You want eyeballs above the belt line. A nice open-collar shirt, a sport coat with a little structure in the shoulder, a V-neck sweater over a clean tee — these all pull attention up to your face, which, presumably, is the most charming thing about you. (It is for me. The face is doing a lot of heavy lifting.) And smile. I know, I know, a bartender telling people to smile. But it works. People remember a smile and forget the shirt every time.

2. Stripes only go one way

Vertical. Always vertical. Pinstripes on a suit, vertical-rib corduroy, a placket-front shirt — anything that draws a line from your collar down to your shoes adds height, and height is the closest thing big guys have to a cheat code. Same trick: wearing a shirt and pants in the same color family (charcoal-on-charcoal, navy-on-navy) makes one long vertical column instead of two stacked rectangles. It's not magic. It just looks like it.

1. Spend on the shoes

If I could go back and slap young me about one thing, it'd be the cheap shoes. A good leather shoe, kept clean, polished now and then, with a sole that hasn't worn down to the cardboard — that's the difference between "sharp older gentleman" and "guy at the OTB." You don't need ten pairs.
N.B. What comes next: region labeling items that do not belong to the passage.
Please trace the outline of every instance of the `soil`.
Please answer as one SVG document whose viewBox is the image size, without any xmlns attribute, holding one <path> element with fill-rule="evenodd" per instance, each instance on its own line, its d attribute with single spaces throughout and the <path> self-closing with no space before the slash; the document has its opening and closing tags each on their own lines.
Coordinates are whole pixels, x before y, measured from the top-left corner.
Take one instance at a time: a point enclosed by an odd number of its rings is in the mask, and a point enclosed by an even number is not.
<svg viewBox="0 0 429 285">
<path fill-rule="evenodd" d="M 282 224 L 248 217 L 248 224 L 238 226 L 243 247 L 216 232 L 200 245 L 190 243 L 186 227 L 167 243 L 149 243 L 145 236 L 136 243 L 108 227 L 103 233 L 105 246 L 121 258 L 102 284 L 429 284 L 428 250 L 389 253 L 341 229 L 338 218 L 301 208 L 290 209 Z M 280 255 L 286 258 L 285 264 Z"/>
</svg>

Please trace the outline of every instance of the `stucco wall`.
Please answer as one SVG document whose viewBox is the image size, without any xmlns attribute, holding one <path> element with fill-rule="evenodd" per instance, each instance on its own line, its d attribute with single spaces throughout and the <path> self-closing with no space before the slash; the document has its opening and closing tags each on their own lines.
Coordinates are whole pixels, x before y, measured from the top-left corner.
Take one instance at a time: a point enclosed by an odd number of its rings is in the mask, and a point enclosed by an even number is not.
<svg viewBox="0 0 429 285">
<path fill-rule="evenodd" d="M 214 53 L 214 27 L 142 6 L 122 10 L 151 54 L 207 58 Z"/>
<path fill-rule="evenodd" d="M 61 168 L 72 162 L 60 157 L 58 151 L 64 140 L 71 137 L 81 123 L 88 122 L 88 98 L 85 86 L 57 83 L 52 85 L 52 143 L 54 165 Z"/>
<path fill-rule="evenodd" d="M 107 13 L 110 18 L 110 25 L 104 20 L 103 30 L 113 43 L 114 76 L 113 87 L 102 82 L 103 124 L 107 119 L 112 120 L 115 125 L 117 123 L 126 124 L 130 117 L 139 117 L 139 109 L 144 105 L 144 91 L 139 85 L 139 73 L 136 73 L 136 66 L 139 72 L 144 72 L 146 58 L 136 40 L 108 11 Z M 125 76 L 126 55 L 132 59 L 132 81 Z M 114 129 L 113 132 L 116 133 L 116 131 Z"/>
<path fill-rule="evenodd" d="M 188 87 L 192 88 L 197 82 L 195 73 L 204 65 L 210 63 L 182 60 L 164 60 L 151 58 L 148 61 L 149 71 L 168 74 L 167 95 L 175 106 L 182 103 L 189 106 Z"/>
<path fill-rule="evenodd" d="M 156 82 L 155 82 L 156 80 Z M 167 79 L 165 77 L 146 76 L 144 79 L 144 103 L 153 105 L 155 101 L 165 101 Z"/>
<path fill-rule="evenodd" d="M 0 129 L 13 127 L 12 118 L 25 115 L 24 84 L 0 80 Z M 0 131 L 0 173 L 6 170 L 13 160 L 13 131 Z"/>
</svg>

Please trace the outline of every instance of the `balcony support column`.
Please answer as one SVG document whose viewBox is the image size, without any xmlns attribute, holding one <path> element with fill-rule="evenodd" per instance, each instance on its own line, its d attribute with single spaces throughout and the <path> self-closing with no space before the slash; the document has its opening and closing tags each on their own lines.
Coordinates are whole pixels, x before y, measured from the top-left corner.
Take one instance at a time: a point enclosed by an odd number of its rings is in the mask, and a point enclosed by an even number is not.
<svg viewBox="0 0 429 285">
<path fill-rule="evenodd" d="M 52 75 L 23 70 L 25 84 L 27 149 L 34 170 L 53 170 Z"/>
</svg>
You need three: a brown lace-up, a black lace-up or loafer, and a pair of clean sneakers that aren't the ones you mow the lawn in. Treat the shoes well and they'll outlive your last car.

One last thing, on where to actually buy this stuff

Big-guy retail is in a weird spot in 2026. DXL — the only national big-and-tall chain that's still anywhere near every major city — announced a merger with FullBeauty back in December of last year, so the stores are still open but the company's clearly working through some things. Online, the field's wider than it used to be. Westport Big & Tall, KingSize, Duluth Trading's big-and-tall line, even the bigger department stores all carry real sizes now. That's progress, kid. Twenty years ago you had two choices: the back wall at Sears, or a catalog with eight pages and a 1-800 number.

The takeaway, if you'll let me get sentimental for one paragraph: don't wait until you've "lost the weight" to dress like a man who likes himself. Buy for the body you have today. Get one thing tailored. Get the shoes shined. Walk into the room like you belong there. Because, pal — you do.